Quando, poco più di tre anni fa, il Bayern Monaco annunciò l'ingaggio di Pep Guardiola, la notizia fu accolta con stupore da addetti ai lavori e appassionati di calcio internazionale. Si pensava che il tecnico catalano, reduce da un anno sabbatico vissuto a New York dopo i trionfi con il Barcellona, avrebbe scelto la Premier League (Chelsea, United e City le pretendenti) e non la Bundesliga per il suo ritorno in panchina. Un campionato senza stimoli nè concorrenza si diceva, un ambiente particolare, autarchico per storia e tradizione, che negli ultimi vent'anni aveva visto alternarsi alla sua guida solo due allenatori stranieri, Giovanni Trapattoni e Louis Van Gaal. 

La prima difficoltà cui l'uomo dei record del Camp Nou si è trovato ad affrontare è stato raccogliere l'eredità di Jupp Heynckes, vero e proprio santone in terra bavarese, congedatosi con un triplete come regalo d'addio. Vincere la Champions League è così divenuto un obbligo per Pep, cui i successi in Bundesliga e nelle coppe nazionali sono sempre stati considerati dovuti, in una sorta di allenamento per tornare sul tetto d'Europa. Eppure, già la prima (e unica) soddisfazione internazionale, la Supercoppa Europea alzata al cielo di Praga nel 2013 battendo ai rigori il Chelsea dell'avversario Mourinho, aveva lasciato intravedere le difficoltà che quella nuova versione del Bayern Monaco avrebbe incontrato. All'inizio Guardiola non ha cambiato molto della squadra di cui gli avevano dato le chiavi, al punto di rammaricarsi di aver giocato la partita cruciale della sua stagione d'esordio - la semifinale di ritorno all'Allianz Arena contro il Real Madrid di Ancelotti - con Mario Mandzukic centravanti e senza un falso nueve per avere gli spazi necessari allla migliore espressione del suo gioco. Nel 2014, via il croato, la dirigenza - sempre attenta a lavorare con un certa indipendenza di giudizio - gli presentò in attacco Robert Lewandowski, strapagato al Borussia Dortmund e impossibile da tenere in panchina. Con il polacco a disposizione, Guardiola ha dovuto accettare l'idea di aver in campo una punta nel vero senso del termine, ancorchè di grande movimento, ma non ha rinunciato al suo calcio, fatto di palleggio e pressing alto.
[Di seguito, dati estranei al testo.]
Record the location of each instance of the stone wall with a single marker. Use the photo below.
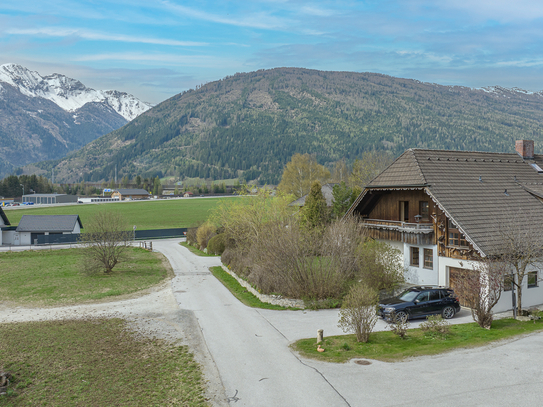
(270, 299)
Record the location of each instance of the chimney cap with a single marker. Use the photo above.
(525, 148)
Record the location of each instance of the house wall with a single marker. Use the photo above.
(421, 275)
(388, 206)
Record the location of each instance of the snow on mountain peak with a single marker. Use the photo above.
(69, 94)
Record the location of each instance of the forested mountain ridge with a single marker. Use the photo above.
(250, 124)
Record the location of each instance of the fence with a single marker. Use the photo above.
(138, 234)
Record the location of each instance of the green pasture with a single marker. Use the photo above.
(95, 362)
(153, 214)
(53, 277)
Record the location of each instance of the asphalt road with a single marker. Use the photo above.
(250, 348)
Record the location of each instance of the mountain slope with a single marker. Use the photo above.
(251, 124)
(46, 117)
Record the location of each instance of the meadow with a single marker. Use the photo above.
(152, 214)
(95, 362)
(53, 277)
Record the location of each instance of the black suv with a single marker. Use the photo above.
(419, 302)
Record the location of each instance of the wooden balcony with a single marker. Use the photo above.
(411, 233)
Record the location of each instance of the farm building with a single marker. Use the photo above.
(444, 210)
(32, 228)
(49, 198)
(128, 194)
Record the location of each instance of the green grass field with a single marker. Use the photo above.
(160, 214)
(388, 347)
(53, 277)
(95, 362)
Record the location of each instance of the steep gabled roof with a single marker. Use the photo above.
(48, 223)
(405, 170)
(478, 191)
(4, 217)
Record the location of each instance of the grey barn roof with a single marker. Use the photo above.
(132, 191)
(48, 223)
(326, 190)
(478, 191)
(4, 217)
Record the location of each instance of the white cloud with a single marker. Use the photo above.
(100, 36)
(260, 20)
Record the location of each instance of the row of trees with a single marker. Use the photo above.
(280, 250)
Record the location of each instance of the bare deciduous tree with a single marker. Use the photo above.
(480, 288)
(105, 238)
(520, 247)
(358, 312)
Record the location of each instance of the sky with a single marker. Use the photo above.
(155, 49)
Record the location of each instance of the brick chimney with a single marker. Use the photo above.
(525, 148)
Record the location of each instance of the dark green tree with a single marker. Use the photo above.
(315, 212)
(344, 197)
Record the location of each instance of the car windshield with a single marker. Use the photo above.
(408, 295)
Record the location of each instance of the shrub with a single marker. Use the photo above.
(398, 326)
(358, 312)
(191, 236)
(216, 244)
(435, 326)
(205, 232)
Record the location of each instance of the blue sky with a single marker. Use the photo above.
(155, 49)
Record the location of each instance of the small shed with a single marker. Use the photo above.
(130, 193)
(4, 224)
(327, 191)
(32, 226)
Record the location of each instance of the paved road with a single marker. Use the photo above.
(257, 368)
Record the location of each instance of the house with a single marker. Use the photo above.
(4, 224)
(130, 193)
(442, 209)
(327, 191)
(49, 198)
(33, 228)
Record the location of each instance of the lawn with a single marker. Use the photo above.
(153, 214)
(53, 277)
(196, 251)
(95, 362)
(387, 347)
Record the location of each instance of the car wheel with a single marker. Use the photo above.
(401, 316)
(448, 312)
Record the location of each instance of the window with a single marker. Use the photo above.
(422, 297)
(404, 211)
(428, 259)
(455, 237)
(415, 256)
(532, 279)
(424, 210)
(507, 282)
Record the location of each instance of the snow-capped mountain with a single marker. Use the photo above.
(46, 117)
(67, 93)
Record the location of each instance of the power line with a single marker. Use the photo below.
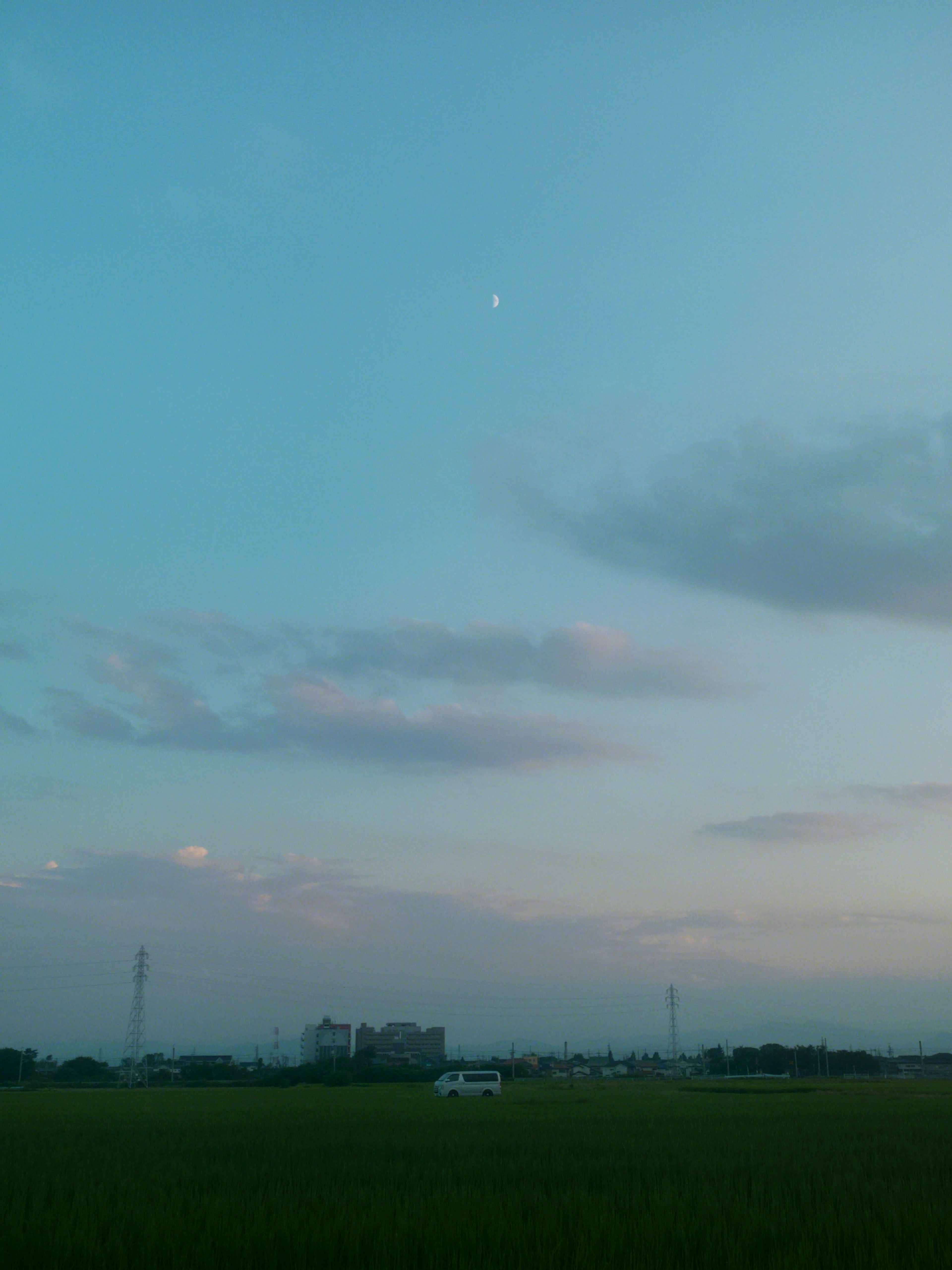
(673, 1001)
(130, 1071)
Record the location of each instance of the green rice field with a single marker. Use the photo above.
(617, 1175)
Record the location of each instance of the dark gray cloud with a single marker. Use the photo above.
(582, 658)
(138, 651)
(798, 827)
(854, 522)
(16, 725)
(301, 713)
(72, 710)
(235, 949)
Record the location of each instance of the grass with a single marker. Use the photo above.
(625, 1175)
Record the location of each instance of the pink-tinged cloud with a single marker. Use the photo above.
(315, 713)
(308, 714)
(587, 660)
(234, 952)
(798, 827)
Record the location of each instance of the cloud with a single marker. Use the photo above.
(72, 710)
(314, 713)
(798, 827)
(14, 725)
(582, 658)
(192, 856)
(234, 952)
(136, 651)
(855, 522)
(306, 714)
(216, 634)
(924, 794)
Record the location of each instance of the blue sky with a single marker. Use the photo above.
(609, 628)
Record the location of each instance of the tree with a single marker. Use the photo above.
(82, 1069)
(11, 1061)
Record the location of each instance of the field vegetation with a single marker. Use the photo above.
(626, 1174)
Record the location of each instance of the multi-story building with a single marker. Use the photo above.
(323, 1042)
(404, 1043)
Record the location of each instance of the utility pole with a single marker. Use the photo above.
(130, 1071)
(672, 1001)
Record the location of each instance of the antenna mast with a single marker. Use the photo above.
(130, 1072)
(672, 1001)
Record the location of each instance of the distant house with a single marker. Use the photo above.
(324, 1042)
(403, 1043)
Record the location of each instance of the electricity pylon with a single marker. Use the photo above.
(672, 1001)
(130, 1071)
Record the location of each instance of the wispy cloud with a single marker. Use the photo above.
(16, 725)
(923, 794)
(582, 658)
(798, 827)
(308, 714)
(854, 522)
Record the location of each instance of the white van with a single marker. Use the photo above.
(452, 1085)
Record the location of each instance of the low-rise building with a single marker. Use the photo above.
(403, 1043)
(324, 1042)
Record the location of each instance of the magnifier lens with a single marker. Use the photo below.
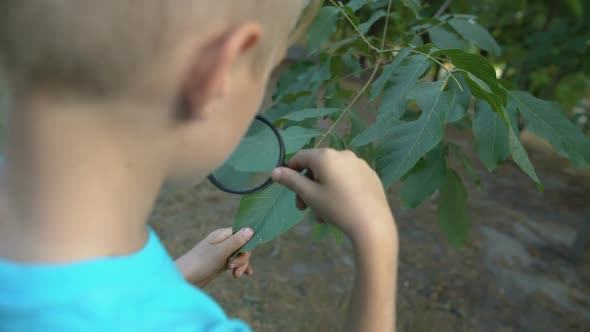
(250, 165)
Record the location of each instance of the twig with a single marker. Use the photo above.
(442, 66)
(442, 8)
(386, 23)
(380, 50)
(356, 72)
(349, 107)
(371, 46)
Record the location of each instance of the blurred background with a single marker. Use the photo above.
(527, 264)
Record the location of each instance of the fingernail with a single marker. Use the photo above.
(276, 173)
(247, 232)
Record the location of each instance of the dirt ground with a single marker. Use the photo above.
(518, 272)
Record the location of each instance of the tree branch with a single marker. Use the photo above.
(443, 8)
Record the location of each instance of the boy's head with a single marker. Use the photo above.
(191, 73)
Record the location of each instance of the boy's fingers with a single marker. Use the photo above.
(220, 235)
(242, 259)
(237, 240)
(240, 271)
(300, 203)
(297, 182)
(305, 159)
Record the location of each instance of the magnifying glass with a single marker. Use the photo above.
(248, 169)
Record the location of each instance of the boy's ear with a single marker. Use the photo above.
(209, 72)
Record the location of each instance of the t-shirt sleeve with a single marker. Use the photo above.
(230, 325)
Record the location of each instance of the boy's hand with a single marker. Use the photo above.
(341, 189)
(211, 256)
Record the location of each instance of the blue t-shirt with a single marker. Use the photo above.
(140, 292)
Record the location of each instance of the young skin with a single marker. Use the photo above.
(60, 204)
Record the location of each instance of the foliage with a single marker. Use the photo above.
(427, 71)
(546, 44)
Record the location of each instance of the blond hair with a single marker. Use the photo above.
(101, 46)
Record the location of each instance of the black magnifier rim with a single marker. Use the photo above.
(280, 162)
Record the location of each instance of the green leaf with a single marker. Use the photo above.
(472, 31)
(477, 66)
(414, 5)
(357, 126)
(403, 145)
(336, 143)
(297, 137)
(462, 100)
(576, 7)
(394, 101)
(425, 178)
(452, 209)
(366, 26)
(387, 72)
(546, 120)
(491, 136)
(375, 132)
(269, 213)
(252, 155)
(356, 4)
(352, 65)
(322, 28)
(481, 90)
(521, 158)
(444, 39)
(310, 113)
(301, 77)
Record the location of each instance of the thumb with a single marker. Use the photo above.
(297, 182)
(236, 241)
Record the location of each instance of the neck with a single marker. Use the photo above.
(76, 184)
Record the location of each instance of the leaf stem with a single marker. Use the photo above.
(349, 107)
(369, 44)
(442, 66)
(381, 50)
(386, 23)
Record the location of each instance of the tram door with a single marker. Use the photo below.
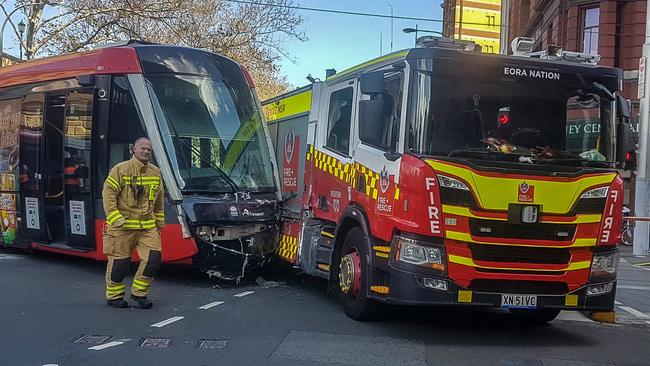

Ecco che il tiki-taka di Barcellona si trasferì, complice l'arrivo di Luis Suarez (e Luis Enrique) in blaugrana, dalla Catalogna alla Baviera, dove non è mai stato troppo amato, ma vissuto come un inutile orpello a un gioco semplice ed elementare come quello del calcio. Franz Beckenbauer non ha infatti mai mancato di sottolineare come quel tipo di gioco lo annoiasse ("non si può pensare di entrare in porta con il pallone", una delle sue stoccate avvelenate), in sintonia con tutto l'ambiente, prontissimo ad attaccare il tecnico straniero al primo passo falso, puntualmente ripresentatosi anche nel 2015, quando fu Leo Messi a mandare k.o. quella che è stata con ogni probabilità la miglior versione di un Bayern spagnoleggiante. Il resto è storia recente, con le strade di allenatore e società tornate a dividersi molto prima dell'annuncio di Guardiola al City (risalente a dicembre, ma l'accordo era stato ratificato già dall'estate). Il catalano non ha tuttavia smesso di insegnare calcio alla sua maniera, accentuando la propria vena trasformista, prima passando a una difesa a tre senza difensori di ruolo, poi cambiando di posizione alcuni giocatori chiave sotto la precedente gestione (Alaba e Lahm, solo per fare due nomi). Il tutto non per un capriccio personale, ma nella convinzione che fosse l'unico modo per dare i crismi della definitività a un progetto tattico mai davvero compiuto. Alcune esibizioni del Bayern di Guardiola sono state uno spettacolo per gli esteti del calcio, ma mai il tecnico catalano è sembrato aver convinto tutti - dallo spogliatoio alla stampa - che il suo gioco fosse un'arma vincente, piuttosto che una a doppio taglio. L'esclusione di Thomas Muller dalla semifinale contro l'Atletico di una settimana fa - come Mourinho al Real, Pep non ha mai superato le colonne d'Ercole delle migliori quattro d'Europa - è stata vissuta come un insulto da tutto il calcio tedesco e dall'ambiente bavarese in particolare, che ora si appresta ad accogliere un altro allenatore straniero come Carlo Ancelotti, più duttile di chi lo ha preceduto ma pur sempre un estraneo nel mondo autoreferenziale del Bayern.